The scholars include, among others, Nobel Prize winner Joseph Stiglitzand, former DOJ antitrust chief A. Douglas Melamed and Herbert Hovenkamp, who has authored a leading treatise on antitrust law. Although appeals courts typically just examine the trial record for errors of legal interpretation, these scholars are presenting an argument that is somewhat different from the contentions by Trump's Justice Department in the case.

The crux of the appeal is the government's contention that Judge Richard Leon ignored economic logic by allowing the merger to move forward. Specifically, the government points to how AT&T owns DirecTV, and upon the merger, will also own Turner networks including CNN, TBS and TNT. According to the government, this means that blackouts will be less disastrous for AT&T when those networks can't come to agreement with DirecTV's rivals on licensing terms. Customers may defect from distributors like Verizon, Dish and Comcast to DirecTV. That prospect, in turn, means that AT&T's rival distributors will be willing to pay more for CNN, TBS and TNT. The theory of enhanced bargaining leverage comes from work by mathematician John Nash and an economic expert who crunched the numbers and presented hundreds of millions more in consumer costs at the trial last spring.
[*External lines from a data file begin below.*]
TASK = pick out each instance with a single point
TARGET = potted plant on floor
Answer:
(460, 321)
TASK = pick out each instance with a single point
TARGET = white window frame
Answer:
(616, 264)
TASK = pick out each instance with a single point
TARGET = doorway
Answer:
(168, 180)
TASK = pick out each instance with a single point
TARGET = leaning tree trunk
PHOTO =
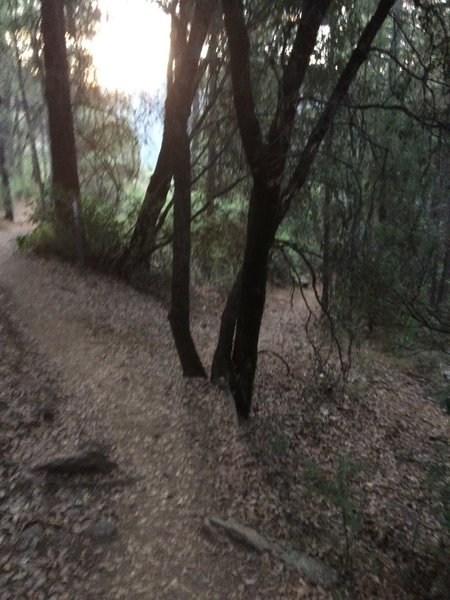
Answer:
(261, 228)
(4, 175)
(267, 160)
(179, 314)
(181, 88)
(65, 182)
(37, 176)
The antitrust scholars raise a point that the DOJ didn't. The scholars emphasize that the mere threat of blackout is as serious as any potential for permanent blackout.

"The district court emphasized its belief that prolonged blackouts were infeasible, because they are so costly to both programmers and distributors," wrote the scholars in an amicus brief. "But the Nash bargaining model does not assume that there is a substantial likelihood that the buyer and seller will fail to reach an agreement, or, in the context of a merger, that the merger will make such a failure more likely. All that matters is how the merger would affect the costs of a blackout to the bargaining parties if a blackout did occur. Accordingly, even if a merger does not increase the likelihood of a blackout, and even if blackouts rarely occur, if the merger makes a blackout substantially less costly to one of two bargaining parties — here, Turner vis-à-vis AT&T’s distribution competitors — that increases the first party’s bargaining leverage and thereby alters the expected outcome of the negotiation. The first party gets a better deal. Here, that means that Turner gets higher prices."
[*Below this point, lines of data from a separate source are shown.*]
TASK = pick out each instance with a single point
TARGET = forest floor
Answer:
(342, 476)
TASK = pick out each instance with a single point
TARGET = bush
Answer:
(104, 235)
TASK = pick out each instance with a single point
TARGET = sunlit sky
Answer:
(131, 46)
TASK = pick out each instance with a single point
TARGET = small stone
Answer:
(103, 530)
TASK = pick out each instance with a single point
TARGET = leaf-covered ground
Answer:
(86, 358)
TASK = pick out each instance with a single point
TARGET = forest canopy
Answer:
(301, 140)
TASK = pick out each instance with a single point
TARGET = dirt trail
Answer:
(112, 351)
After the antitrust scholars requested opportunity to participate in the Dec. 6 hearing, AT&T objected.

The company argued that the antitrust scholars had submitted an untimely motion, ignored empirical analysis showing no correlation between vertical integration in this industry and higher programming prices and ignored the DOJ's own theory of the case. AT&T urged the appeals court to not hear a group who hadn't fully reviewed the trial record and wished to present "abstract" issues at argument.

Over the objections of AT&T and Time Warner, the D.C. Circuit has decided to allow the antitrust scholars to speak up at the hearing later this week. Accordingly, the government won't be alone in arguing that Judge Leon ignored economic logic. Since Leon's decision allowing the merger, Time Warner's HBO has been blacked out on Dish, and while that wasn't something that was expected to come up during the hearing, the appeals court appears to be willing to take a bit of a broader view in tackling whether a different outcome needs to happen with regards to the merger.
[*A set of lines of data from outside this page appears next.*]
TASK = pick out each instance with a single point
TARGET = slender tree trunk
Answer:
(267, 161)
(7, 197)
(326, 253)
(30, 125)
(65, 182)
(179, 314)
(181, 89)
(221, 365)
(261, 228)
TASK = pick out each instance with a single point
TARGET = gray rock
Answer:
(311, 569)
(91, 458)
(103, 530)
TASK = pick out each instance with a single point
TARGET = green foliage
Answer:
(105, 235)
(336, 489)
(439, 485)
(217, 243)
The feeling that Judge Leon got it wrong is hardly a uniform one in the scholarly community. In fact, there were 37 other economists, antitrust scholars and former government officials who offered their own amicus brief presenting the view that the trial court correctly applied economic analysis to assess the effects of this vertical merger on consumers. Those other scholars didn't request any time to brief the judges at the oral hearing. Nevertheless, the D.C. Circuit will allow AT&T to apportion any of its 30 minutes to supporting amici as it sees fit.